But yes, I'm not a very smart person. I had to learn things a few times till I
understood them :/

------
drsopp
This is my prime concern when teaching and writing. Other terms for this I've
seen is Expert Blindness and Expert Blindspot. A related term I've made up is
Cognitive Empathy; ones ability to overcome this curse.

I've struggled a lot myself in school, and I think that had something to do
with this.

With my current experience, just about any textbook I pick up and start
reading, I can often pinpoint a lot of issues in the text that has this
problem.

------
perlpimp
sometimes when flustered and tired from writing code and dealing with complex
issues I access this, for humor and humility, for me.

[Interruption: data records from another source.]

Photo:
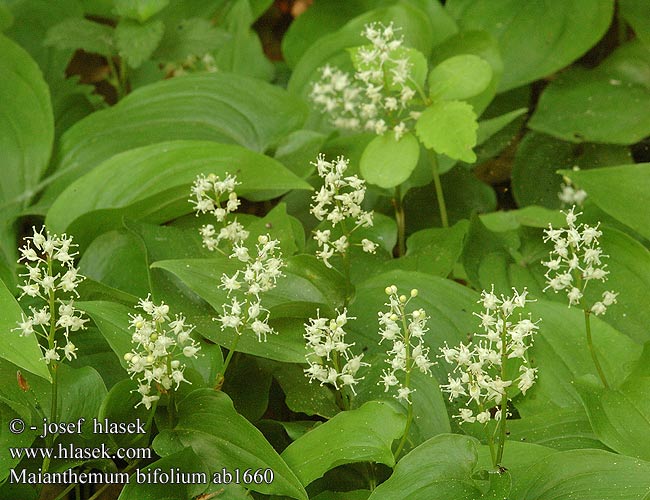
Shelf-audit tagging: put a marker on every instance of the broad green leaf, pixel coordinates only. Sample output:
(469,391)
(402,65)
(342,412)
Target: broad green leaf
(560,352)
(243,53)
(474,44)
(186,462)
(609,104)
(387,162)
(153,184)
(459,77)
(234,443)
(307,286)
(540,156)
(430,416)
(637,14)
(140,10)
(136,42)
(620,416)
(449,127)
(119,405)
(10,410)
(464,194)
(303,396)
(536,39)
(6,17)
(583,475)
(448,305)
(26,135)
(216,107)
(441,467)
(82,34)
(559,428)
(619,191)
(362,435)
(22,351)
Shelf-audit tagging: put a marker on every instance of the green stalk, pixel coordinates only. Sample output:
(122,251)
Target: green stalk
(400,219)
(439,193)
(53,366)
(504,398)
(592,350)
(407,383)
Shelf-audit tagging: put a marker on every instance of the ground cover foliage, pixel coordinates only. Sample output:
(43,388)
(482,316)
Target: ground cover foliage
(406,256)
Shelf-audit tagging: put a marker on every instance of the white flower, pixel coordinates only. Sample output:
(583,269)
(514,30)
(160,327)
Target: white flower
(576,259)
(325,342)
(216,196)
(158,342)
(476,375)
(408,351)
(365,101)
(339,202)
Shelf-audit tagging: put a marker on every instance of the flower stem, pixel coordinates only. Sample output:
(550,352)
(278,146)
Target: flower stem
(221,377)
(400,218)
(407,382)
(504,397)
(440,196)
(592,350)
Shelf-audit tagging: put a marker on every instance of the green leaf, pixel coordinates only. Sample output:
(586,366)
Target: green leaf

[https://simple.wikipedia.org/wiki/Main_Page](https://simple.wikipedia.org/wiki/Main_Page)
[https://www.reddit.com/r/explainlikeimfive/](https://www.reddit.com/r/explainlikeimfive/)

------
norswap
In the same vein: [https://www.ribbonfarm.com/2010/04/14/the-gervais-
principle-...](https://www.ribbonfarm.com/2010/04/14/the-gervais-principle-
iii-the-curse-of-development/)

------
jgalt212
Keep in mind the converse as well, when negotiating. i.e. you don't want to
inadvertently leak information by assuming they know as much as you do.